Мраморный пол под ногами Берёзки превратился в бурное море, и она из последних сил попыталась вернуть себе власть над голосом. Речь, которую она заготовила, разбилась вдребезги о голубой хрусталь, и Берёзка сумела пролепетать только:

– Государыня Лесияра... Мы пришли просить о помощи нашему городу...

Взмах пальцев, унизанных перстнями – и уста Берёзки онемели, а вокруг светловолосой госпожи сомкнулся золотой ореол солнечного полудня в вишнёвом саду. Тот самый голос, который звал её в пророческом видении, прозвучал гулко, будто из колодца:

– Дитя моё, я рада приветствовать тебя... Но позволь исправить твою ошибку: я не Лесияра, я её дочь Светолика, наследница белогорского престола. Южный пограничный отряд подчиняется непосредственно мне, поэтому вы оказались в моих владениях. Всё, что ты хотела сказать моей родительнице, государыне Лесияре, ты можешь изложить мне, а я не замедлю явиться к ней с подробным докладом, не упуская ни одного слова с твоих прелестных уст.

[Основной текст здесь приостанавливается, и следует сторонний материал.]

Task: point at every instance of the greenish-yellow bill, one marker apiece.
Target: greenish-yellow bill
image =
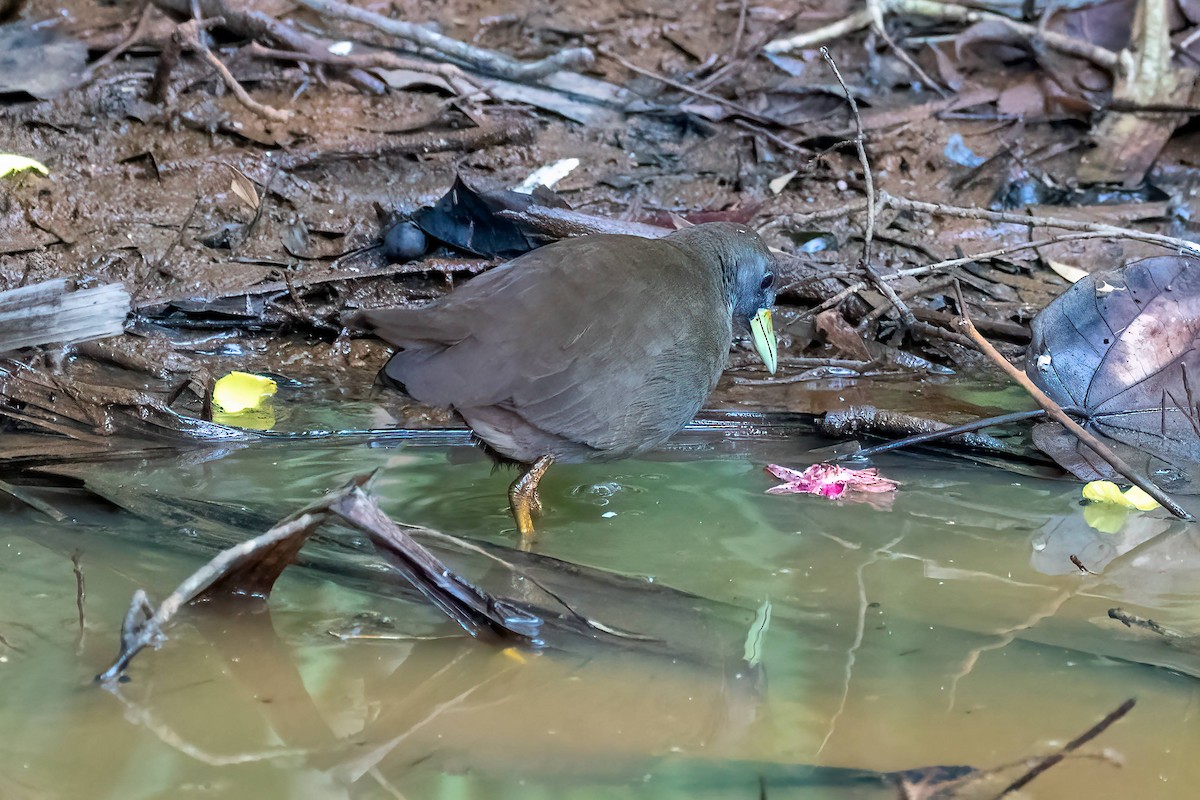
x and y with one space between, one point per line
763 332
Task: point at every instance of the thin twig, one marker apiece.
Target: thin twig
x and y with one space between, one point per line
906 316
490 61
1055 411
873 17
81 591
191 38
940 209
135 36
1045 763
691 90
868 179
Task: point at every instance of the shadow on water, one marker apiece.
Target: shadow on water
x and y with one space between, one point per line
952 630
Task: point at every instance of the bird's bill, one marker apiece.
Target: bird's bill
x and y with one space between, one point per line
763 332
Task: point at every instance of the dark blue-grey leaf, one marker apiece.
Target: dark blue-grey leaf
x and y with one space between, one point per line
1122 349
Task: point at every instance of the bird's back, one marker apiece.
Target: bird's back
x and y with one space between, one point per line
573 350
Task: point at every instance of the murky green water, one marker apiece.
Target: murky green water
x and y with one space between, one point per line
951 630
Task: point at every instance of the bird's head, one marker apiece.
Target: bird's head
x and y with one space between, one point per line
748 275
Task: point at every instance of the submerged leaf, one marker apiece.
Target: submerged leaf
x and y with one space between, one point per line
1121 350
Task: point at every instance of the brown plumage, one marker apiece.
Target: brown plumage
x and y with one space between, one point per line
591 348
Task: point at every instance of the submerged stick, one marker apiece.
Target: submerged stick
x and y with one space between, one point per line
1045 763
251 569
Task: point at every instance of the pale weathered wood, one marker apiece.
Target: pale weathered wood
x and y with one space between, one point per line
47 313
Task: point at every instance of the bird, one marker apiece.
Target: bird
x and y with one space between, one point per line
592 348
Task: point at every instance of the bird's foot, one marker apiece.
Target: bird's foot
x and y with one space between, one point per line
523 498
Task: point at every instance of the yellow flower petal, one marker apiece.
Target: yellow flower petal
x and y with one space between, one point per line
241 391
1104 492
1110 493
1137 497
15 163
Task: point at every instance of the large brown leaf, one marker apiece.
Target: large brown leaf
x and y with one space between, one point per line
1122 348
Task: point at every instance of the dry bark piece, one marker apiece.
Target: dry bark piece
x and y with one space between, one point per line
1121 348
39 61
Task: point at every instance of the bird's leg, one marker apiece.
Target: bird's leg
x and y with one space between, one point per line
523 498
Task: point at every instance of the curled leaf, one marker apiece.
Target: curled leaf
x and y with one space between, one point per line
1120 350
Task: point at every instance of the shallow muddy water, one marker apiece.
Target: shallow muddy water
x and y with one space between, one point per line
949 631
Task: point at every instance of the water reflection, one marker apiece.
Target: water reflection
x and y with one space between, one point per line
953 630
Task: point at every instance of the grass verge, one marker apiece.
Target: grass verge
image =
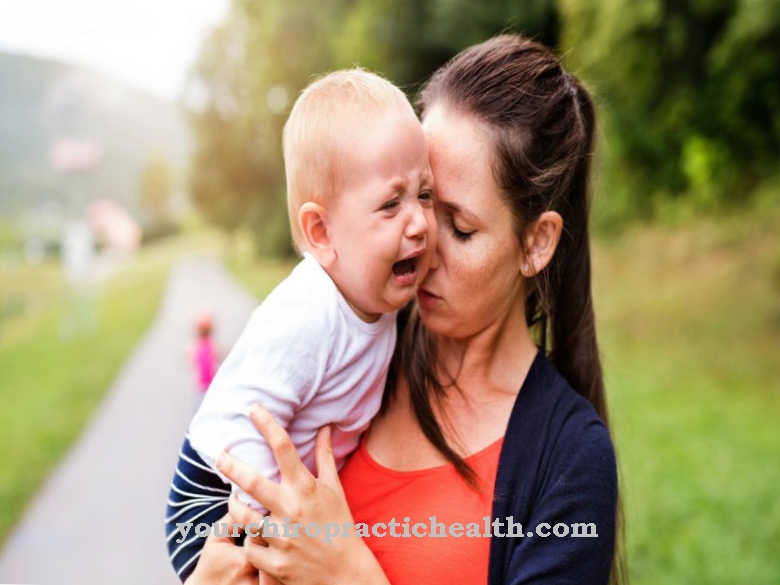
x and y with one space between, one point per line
50 387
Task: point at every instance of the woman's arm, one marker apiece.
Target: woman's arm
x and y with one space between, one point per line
303 499
222 562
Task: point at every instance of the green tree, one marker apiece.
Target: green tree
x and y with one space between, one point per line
156 190
691 95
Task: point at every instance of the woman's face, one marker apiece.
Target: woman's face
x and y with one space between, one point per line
475 281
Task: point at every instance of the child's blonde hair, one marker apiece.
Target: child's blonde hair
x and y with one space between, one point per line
311 134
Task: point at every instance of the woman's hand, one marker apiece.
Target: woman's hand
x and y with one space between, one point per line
222 562
300 498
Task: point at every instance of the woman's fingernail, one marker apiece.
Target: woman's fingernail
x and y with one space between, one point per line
259 413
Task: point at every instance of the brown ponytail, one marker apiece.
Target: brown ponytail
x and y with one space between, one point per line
543 123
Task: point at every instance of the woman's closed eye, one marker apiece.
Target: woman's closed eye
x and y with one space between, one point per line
460 235
390 205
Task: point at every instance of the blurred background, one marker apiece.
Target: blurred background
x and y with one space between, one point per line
139 137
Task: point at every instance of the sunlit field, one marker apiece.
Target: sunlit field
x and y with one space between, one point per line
690 329
689 324
52 378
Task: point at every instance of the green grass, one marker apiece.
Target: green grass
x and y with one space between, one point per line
689 324
49 387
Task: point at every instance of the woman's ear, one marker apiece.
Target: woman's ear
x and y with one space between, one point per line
313 221
541 240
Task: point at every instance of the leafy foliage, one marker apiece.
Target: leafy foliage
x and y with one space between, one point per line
689 91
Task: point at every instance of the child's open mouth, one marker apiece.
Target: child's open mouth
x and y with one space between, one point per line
405 271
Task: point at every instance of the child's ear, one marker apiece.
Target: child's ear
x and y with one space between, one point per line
313 221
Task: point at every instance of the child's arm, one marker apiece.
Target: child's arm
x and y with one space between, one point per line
279 362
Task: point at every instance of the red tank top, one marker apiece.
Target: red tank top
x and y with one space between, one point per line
377 495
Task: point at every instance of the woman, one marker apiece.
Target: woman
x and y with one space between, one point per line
477 421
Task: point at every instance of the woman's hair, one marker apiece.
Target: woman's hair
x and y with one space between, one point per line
543 122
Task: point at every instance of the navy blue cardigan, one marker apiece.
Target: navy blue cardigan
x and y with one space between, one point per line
557 465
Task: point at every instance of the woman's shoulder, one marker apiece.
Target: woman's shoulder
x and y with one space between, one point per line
553 431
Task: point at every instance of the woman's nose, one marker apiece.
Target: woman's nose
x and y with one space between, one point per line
417 225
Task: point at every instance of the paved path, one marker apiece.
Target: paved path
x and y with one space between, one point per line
99 518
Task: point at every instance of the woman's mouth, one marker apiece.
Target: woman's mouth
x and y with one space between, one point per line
426 298
405 271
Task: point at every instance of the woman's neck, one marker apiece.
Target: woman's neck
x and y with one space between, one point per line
494 360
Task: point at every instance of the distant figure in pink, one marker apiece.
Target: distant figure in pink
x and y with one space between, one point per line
204 356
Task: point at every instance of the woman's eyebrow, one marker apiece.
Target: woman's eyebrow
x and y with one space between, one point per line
458 209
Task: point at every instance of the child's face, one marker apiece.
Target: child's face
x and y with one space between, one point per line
381 221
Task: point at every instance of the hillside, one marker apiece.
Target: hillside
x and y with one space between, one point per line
43 102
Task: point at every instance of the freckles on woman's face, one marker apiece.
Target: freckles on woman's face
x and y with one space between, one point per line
475 281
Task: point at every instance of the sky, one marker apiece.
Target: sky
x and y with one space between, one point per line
148 44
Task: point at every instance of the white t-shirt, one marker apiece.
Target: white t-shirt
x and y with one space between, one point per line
307 358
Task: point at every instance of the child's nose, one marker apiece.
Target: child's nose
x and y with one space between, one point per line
417 226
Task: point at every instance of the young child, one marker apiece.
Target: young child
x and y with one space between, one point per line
204 355
317 350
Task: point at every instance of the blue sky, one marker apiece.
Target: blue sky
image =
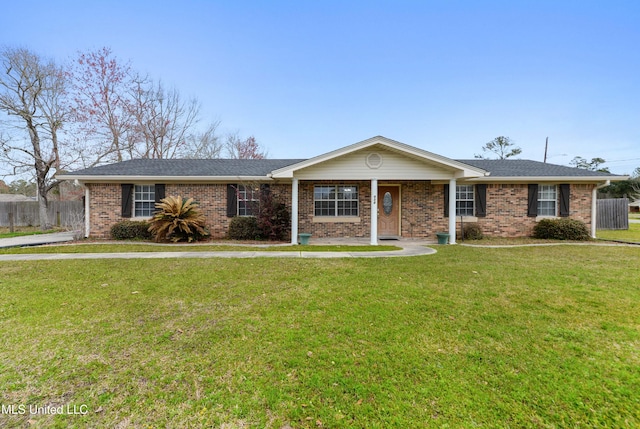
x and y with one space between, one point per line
307 77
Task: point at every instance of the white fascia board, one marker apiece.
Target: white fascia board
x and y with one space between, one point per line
465 169
163 179
530 179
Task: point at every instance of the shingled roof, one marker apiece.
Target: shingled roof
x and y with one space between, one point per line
187 167
528 168
262 167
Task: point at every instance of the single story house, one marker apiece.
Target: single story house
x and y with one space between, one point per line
378 188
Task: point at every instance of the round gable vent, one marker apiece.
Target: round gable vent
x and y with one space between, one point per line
374 160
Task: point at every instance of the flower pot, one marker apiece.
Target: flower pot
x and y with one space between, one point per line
443 237
304 238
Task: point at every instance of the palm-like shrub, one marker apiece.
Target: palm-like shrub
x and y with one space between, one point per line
177 220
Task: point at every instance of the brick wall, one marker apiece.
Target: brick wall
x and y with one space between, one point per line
422 209
105 204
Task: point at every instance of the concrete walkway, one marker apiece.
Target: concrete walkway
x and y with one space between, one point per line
408 248
37 239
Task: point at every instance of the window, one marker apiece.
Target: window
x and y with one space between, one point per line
547 200
335 200
464 200
144 199
247 200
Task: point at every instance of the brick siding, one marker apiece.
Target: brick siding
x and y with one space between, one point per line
422 208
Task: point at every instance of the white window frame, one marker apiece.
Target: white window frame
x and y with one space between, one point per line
465 190
548 194
144 200
247 201
329 201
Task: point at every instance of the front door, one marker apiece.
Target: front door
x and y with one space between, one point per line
388 211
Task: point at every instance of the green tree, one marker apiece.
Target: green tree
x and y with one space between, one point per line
593 165
501 146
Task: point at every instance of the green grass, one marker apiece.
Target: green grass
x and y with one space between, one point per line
540 337
630 235
141 247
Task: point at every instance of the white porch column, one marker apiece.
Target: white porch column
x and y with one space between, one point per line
594 211
452 211
87 214
374 212
294 211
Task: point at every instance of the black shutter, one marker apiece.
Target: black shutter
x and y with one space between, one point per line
564 199
532 208
232 200
127 197
481 200
446 200
160 192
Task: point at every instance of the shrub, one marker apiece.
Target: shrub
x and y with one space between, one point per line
177 220
244 228
472 231
561 229
131 230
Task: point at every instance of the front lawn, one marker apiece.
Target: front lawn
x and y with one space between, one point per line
468 337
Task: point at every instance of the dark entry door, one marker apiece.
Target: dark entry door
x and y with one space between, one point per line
388 211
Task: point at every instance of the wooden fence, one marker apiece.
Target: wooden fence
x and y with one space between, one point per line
612 213
25 213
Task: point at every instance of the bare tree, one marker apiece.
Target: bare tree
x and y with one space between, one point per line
249 148
205 145
103 88
30 90
164 120
501 146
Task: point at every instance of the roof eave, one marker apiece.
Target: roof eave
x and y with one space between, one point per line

Берёзка захлебнулась в сиянии ожившего сна и утонула в мраморном море пола, не успев даже уцепиться за плот – ковровую дорожку.


*


Прекрасная смуглянка Горинка гуляла по одевшемуся в осенний наряд саду и срывала с веток душистые яблоки, а у Светолики назревало ощущение: что-то не так со всем этим. Невеста нравилась ей так же, как всегда нравились все обворожительные девушки, но не более. Княжна искала в своём сердце нечто особое, что должно происходить между назначенными друг другу судьбой половинками – какую-то колдовскую связь, золотую нить, светлую пуповину любви, но находила лишь осенний ветер и неотступную тревогу.

Некогда она жаловалась на отсутствие снов-знаков, но теперь каждую ночь ей виделись тонкие пальцы, тянущие наполненную светом нить, и много мотков пряжи вокруг, а над всем этим реяло горьким знаменем чёрное вдовье покрывало. Теряясь в догадках о том, как эти сны истолковать, Светолика не говорила невесте ни слова о своём тайном смущении, лишь улыбалась в ответ и целовала протянутые ей губки. Горинка уже чувствовала себя в заряславском поместье княжны как дома, переселившись к своей избраннице: по обычаю, наречённые жили перед свадьбой вместе, дабы лучше друг друга узнать. К каким же заключениям о своей избраннице пришла за это время Светолика? Горинка любила красивые наряды и украшения, впрочем, ничего необычного в этом женском пристрастии как будто не было; также ей нравились увеселения и пиры – ни одной рыбалки и охоты она не желала пропускать, обожая жареную на углях дичь и рыбу. Куда только делась застенчивость, которую смуглолицая красавица проявила при их первой встрече!

– Наконец-то я отдохну от строгих правил, в которых меня держали дома родительницы! Как я устала от этих «ежовых рукавиц»! То нельзя, другое нельзя, – откровенно признавалась она. – И как же хорошо и привольно мне живётся у тебя, лада!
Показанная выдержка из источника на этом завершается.